In the course of a scientific investigation, one of the many secrets of Leonardo da Vinci's most famous work has come to light.
It’s widely known that Leonardo da Vinci used the sfumato technique that he developed for his work on the Mona Lisa. However, a scientific analysis now shows that the spolvero technique was also used in what is likely the most famous painting in the world.
In the sfumato painting style, da Vinci completely dispenses with drawn outlines and creates contours exclusively through painterly means, which creates a soft and flowing effect. The application of ever fine layers of glaze also contributes to the mysterious aura of a sfumato painting.

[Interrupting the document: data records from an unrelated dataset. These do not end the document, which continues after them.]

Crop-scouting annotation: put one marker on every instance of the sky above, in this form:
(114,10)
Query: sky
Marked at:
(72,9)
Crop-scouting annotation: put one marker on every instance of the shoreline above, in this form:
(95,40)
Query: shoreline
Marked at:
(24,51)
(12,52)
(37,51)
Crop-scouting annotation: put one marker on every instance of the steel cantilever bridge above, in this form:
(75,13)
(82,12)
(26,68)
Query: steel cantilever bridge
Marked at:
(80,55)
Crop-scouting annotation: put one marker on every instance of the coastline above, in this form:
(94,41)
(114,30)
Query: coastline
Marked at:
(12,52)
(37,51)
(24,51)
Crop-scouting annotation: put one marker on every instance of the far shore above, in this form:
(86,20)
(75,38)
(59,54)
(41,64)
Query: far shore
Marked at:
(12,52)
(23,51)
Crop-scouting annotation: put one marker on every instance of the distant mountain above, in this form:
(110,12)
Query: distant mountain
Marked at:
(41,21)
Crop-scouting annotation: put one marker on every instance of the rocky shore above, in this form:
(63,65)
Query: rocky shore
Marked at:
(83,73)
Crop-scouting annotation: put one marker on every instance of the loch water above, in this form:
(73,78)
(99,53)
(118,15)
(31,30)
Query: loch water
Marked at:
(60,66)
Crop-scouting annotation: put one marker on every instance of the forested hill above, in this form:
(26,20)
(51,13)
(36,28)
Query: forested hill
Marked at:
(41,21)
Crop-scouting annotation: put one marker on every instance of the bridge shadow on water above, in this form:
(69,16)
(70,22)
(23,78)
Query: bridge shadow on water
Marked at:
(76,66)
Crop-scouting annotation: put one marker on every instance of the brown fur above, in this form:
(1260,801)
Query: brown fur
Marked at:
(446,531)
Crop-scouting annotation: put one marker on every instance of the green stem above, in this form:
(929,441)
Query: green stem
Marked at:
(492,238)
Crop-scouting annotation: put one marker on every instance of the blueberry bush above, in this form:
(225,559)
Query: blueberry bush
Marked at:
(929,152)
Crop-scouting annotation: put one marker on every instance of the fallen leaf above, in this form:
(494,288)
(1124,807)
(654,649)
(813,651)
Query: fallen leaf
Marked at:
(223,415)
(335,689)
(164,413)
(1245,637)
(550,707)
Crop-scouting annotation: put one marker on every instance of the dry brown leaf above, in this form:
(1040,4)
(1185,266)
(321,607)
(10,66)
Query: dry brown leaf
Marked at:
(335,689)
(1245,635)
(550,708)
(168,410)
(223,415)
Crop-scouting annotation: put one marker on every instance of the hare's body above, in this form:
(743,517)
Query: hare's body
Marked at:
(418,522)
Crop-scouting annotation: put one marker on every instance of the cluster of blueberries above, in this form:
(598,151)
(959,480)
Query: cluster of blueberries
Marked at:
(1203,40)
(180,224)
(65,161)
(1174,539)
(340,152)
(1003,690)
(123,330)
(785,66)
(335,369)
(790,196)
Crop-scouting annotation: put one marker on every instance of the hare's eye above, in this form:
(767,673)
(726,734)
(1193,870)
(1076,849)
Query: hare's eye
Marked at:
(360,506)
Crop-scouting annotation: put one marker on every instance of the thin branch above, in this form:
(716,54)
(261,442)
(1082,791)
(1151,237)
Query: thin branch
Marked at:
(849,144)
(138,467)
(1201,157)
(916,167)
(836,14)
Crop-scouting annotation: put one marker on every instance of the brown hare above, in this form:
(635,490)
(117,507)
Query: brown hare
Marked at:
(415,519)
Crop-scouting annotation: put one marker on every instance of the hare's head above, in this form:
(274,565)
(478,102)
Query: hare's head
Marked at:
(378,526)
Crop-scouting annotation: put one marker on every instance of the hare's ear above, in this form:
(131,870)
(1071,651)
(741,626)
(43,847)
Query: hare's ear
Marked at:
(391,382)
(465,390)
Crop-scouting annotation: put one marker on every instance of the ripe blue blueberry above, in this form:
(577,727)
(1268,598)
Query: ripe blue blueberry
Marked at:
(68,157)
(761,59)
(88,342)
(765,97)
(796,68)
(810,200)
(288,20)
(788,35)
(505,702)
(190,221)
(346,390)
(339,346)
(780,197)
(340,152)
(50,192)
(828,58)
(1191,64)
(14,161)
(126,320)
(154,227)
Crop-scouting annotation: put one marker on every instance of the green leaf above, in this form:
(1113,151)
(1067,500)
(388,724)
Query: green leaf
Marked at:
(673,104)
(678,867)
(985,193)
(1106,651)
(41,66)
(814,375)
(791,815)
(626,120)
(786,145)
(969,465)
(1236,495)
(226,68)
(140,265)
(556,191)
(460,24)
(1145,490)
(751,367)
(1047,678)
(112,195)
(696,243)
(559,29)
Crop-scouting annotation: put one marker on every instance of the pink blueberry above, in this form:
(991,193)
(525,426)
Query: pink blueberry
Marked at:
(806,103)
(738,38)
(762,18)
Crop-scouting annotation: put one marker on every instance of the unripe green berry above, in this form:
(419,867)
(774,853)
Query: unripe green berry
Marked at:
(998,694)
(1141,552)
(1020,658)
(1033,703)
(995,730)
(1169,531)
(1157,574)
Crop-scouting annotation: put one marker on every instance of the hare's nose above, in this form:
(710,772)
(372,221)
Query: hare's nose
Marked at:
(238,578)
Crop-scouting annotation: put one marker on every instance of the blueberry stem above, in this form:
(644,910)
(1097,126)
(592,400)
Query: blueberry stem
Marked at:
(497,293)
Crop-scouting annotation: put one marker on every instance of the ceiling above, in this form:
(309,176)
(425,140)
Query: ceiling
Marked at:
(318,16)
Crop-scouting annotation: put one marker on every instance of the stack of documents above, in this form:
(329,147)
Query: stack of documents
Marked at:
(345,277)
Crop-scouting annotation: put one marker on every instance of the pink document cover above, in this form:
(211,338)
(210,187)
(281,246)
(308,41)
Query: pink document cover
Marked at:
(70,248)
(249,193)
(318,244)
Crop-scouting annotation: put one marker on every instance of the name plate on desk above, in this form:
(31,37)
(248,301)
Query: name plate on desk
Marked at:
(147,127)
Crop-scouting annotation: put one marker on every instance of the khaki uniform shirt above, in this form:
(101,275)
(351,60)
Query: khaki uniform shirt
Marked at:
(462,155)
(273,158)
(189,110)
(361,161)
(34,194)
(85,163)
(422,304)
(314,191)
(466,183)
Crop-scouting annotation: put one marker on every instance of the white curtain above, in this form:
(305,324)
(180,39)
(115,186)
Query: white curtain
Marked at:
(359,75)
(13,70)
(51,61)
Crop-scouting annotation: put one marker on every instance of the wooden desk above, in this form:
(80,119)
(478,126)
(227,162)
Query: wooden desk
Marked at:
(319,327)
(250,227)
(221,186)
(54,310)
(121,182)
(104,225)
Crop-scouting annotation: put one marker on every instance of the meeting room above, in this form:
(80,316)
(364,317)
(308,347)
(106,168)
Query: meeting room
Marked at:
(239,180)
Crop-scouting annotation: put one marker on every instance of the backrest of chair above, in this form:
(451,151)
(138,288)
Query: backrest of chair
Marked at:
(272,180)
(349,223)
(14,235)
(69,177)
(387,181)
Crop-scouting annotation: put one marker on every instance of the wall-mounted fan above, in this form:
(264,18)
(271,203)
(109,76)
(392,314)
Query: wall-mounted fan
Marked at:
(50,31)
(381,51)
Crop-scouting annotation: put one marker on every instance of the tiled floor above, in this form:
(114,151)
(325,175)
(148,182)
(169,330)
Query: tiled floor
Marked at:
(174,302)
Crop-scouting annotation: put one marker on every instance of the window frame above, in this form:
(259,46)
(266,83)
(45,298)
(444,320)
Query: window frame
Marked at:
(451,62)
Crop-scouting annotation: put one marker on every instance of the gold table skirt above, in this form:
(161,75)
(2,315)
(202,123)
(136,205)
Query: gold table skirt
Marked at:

See also: The 5 Most Notorious Art Forgers
However, the recently published results of a scientific study show that da Vinci made use of yet another technical device in the execution of his masterpiece, namely the spolvero. This is a technique used to transfer an image from one surface to another. It is done with the help of punched dotted lines in a semi-transparent sheet of paper, used as an ‘intermediate host’. These points are then applied to the desired image carrier, which is exactly what came to light during the recent examination of Mona Lisa.
As early as 2004, the Louvre approached the optical engineer Pascal Cotte, who was supposed to digitize the famous woman with the mysterious smile with the high-resolution multispectral camera he had developed. In the course of the evaluation of the recordings, the result of which has now been published in the Journal of Cultural Heritage, Cotte was able to determine that there must have been a preliminary drawing that Leonardo transferred to the 77 x 53 cm poplar wood panel, using the spolvero technique. Cotte could make out corresponding dotted lines on Mona Lisa’s forehead and hands. In addition, a kind of hairpin could be identified that was not adopted for the finished painting and is only vaguely visible.
Cotte's discovery also sheds new light on the other Mona Lisas (Mona Lisa del Prado and the Isleworth Mona Lisa), which could possibly have been based on the same model.
The discovery of the spolvero lines creates clarity, but at the same time raises new questions. Mona Lisa still keeps her biggest secrets to herself: who was she really, and why did she mean so much to da Vinci that he always carried her with him until shortly before his death?